According to the City, more than 70 percent of the Big Apple’s land mass is covered by an impervious surface, which creates tremendous volumes of stormwater entering the sewer system during rainstorms. Curbside rain gardens help to soften the city’s landscape and allow the stormwater to be naturally absorbed into the ground, therefore reducing flooding that can impact roadways, homes and businesses. By keeping stormwater out of the city’s combined sewer system, where it can contribute to combined sewer overflows into local waterways, the rain gardens serve as a tool to improve the health of local waterways, Mayor Bill de Blasio noted.
“We are deploying all of the resources at our disposal to tackle the challenge of global warming head-on,” Hizzoner added. “We are doubling the size of the largest green infrastructure program in the country, creating green oases in our neighborhoods and protecting our waterways for all New Yorkers to enjoy.”

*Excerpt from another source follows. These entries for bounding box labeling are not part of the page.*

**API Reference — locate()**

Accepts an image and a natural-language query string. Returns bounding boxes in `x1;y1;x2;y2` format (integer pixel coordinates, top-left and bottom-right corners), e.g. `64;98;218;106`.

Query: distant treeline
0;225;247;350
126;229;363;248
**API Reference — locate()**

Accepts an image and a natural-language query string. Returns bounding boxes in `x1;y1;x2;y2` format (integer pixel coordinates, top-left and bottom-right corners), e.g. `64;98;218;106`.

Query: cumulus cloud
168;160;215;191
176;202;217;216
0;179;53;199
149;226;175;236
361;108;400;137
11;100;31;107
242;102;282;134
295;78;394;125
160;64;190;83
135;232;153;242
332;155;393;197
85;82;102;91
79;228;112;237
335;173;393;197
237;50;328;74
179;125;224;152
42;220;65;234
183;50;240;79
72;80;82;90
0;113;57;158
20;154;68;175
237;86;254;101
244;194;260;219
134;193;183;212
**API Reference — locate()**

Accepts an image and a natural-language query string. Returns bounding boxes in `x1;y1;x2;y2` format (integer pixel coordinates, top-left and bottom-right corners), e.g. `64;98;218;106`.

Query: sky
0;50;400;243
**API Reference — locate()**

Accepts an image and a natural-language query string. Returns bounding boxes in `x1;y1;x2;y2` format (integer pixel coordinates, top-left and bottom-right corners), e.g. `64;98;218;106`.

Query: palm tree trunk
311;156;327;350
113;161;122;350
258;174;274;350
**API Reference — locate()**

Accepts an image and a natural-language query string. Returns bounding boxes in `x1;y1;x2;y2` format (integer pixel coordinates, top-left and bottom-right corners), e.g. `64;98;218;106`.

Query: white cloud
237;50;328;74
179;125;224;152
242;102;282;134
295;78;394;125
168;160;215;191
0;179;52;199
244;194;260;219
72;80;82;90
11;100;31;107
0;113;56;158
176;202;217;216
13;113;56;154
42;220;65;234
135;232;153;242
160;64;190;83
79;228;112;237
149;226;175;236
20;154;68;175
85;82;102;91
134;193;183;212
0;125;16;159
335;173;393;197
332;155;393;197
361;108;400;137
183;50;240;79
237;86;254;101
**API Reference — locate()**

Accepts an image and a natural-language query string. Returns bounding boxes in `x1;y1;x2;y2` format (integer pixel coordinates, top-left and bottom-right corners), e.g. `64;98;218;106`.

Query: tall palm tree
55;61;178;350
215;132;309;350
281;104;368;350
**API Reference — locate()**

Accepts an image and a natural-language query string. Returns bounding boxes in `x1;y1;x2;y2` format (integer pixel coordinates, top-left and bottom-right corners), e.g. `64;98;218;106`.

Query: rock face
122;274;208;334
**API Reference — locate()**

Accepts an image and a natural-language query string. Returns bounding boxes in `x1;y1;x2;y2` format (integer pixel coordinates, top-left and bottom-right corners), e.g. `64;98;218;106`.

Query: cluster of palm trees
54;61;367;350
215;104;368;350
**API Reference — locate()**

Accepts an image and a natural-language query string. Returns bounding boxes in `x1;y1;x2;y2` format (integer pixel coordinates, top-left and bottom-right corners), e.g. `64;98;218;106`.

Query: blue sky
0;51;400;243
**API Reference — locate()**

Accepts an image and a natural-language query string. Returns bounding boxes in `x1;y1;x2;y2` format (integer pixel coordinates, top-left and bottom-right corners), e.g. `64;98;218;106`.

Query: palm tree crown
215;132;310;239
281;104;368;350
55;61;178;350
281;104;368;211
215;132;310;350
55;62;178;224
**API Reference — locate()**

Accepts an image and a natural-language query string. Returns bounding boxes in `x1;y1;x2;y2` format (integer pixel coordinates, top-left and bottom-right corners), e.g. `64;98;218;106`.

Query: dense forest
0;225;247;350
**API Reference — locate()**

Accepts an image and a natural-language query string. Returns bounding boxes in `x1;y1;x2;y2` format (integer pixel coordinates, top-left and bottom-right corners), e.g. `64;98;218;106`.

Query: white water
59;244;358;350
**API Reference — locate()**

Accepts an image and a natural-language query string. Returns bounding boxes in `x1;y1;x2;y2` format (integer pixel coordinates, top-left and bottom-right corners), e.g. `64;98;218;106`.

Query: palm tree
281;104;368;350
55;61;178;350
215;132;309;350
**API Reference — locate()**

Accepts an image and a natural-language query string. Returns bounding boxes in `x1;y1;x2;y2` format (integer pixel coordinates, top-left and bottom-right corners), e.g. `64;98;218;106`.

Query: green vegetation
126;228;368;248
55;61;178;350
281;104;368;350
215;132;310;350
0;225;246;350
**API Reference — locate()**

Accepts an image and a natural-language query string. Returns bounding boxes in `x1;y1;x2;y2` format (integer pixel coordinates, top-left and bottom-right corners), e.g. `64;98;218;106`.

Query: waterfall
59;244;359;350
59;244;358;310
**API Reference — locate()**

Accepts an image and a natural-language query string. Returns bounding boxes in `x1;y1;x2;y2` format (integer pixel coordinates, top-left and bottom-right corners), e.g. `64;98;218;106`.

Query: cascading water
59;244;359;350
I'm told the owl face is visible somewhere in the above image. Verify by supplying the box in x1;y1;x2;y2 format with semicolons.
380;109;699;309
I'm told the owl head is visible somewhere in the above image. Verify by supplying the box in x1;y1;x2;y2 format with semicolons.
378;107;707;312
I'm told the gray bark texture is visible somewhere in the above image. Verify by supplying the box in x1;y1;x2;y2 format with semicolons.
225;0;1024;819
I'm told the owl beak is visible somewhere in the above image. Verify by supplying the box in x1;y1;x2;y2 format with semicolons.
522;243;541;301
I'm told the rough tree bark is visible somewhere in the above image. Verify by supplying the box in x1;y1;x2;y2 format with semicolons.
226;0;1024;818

According to the City Department of Environmental Protection, rain gardens are built in city sidewalks and do not result in the loss of any parking spaces. They resemble standard street tree pits, except that they vary in size, have curb cuts that allow stormwater to enter and overflow if it becomes saturated, and have been engineered in a way that will allow them to manage up to 2,500 gallons each during a storm. In partnership with the departments of Transportation and Parks and Recreation, DEP conducts an extensive site selection process that includes geotechnical investigations and surveys. The rain gardens are designed so that all the stormwater is absorbed in less than 48 hours and dedicated maintenance crews ensure that they are functioning properly, including removing any trash that may have accumulated and pruning the trees and plants. The crews are active seven days a week, visit each rain garden approximately once a week and additional crews will continue to be added as the program expands.
However, it’s not all sunshine and rainbows when it comes to rain gardens. They are magnets for trash and illegal dumping. And many are not maintained nearly as frequently as the administration has indicated.
Still, the positive effects of the City’s concerted effort to significantly add to NYC’s green infrastructure cannot be denied.
“The Jamaica Bay Ecowatchers have worked with DEP over the last decade to help restore wetlands habitat and water quality throughout Jamaica Bay,” said JBE President Dan Mundy. “Today we are experiencing the best water quality in over a hundred years and this has resulted in a resurgence of large marine life including dolphins and seals returning to the waters of Jamaica Bay. One of the last great challenges is addressing rain event sewer overflows and these rain gardens will have a huge impact on such events.”